Austin American-Statesman

AUSTIN, Texas — Texas’ winner-take-all system of allocating electoral votes for president is constitutional, a federal appeals court ruled Wednesday.

The League of United Latin American Citizens and a group of voters filed suit in 2018 to strike down the winner-take-all distribution as a violation of the one-person, one-vote standard that renders millions of Democratic ballots meaningless in the race for president.

Texas has 38 electoral votes, the second most in the nation, and a majority of state voters have backed the Republican nominee in the past 10 elections.

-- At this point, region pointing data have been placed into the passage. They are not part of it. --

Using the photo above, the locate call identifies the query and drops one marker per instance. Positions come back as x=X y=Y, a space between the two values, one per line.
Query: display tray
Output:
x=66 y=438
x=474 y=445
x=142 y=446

The challenge sought to divide the state’s electoral votes based on the percentage of support presidential candidates receive in the general election.

But the 5th U.S. Circuit Court of Appeals rejected arguments that the winner-take-all method — in place since Texas joined the Union in 1845 and employed by 47 other states — infringes on the right to cast a meaningful ballot and nullifies votes submitted by Texas Democrats.

Writing for the three-judge panel, Judge Jerry Smith said the First Amendment right to associate and advocate does not guarantee that “speech will persuade or that advocacy will be effective.”

“Democratic elections necessarily result in winners and losers. The frustration of losing, however, does not violate the Constitution,” he wrote.

Smith also rejected arguments that the Texas system dilutes votes and violates the right to cast an effective vote.

“The plaintiffs don’t allege infringement of ballot access. Nor do they contend that they were unable to cast a vote for their preferred choice,” Smith wrote. “To the contrary, all votes were weighted equally, and all eligible voters were able to vote for their preferred candidates.”

The panel, which included Judges James Dennis and Carl Stewart, also rejected arguments that the winner-take-all system gives candidates an incentive to ignore Texas to focus on a handful of swing states, further rendering Texans’ “votes and voices” meaningless.

“There is a critical distinction between a system that diminishes voters’ motivation to participate and one that burdens their ability to do so,” Smith wrote. “Although (winner take all) may indirectly decrease the incentive of members of perennially losing political parties to vote, it does not hinder their actual ability to vote.”

Smith was nominated to the court by GOP President Ronald Reagan, while Stewart and Dennis were nominated by President Bill Clinton, a Democrat.

Their ruling upheld a U.S. District Court ruling that dismissed the lawsuit last year.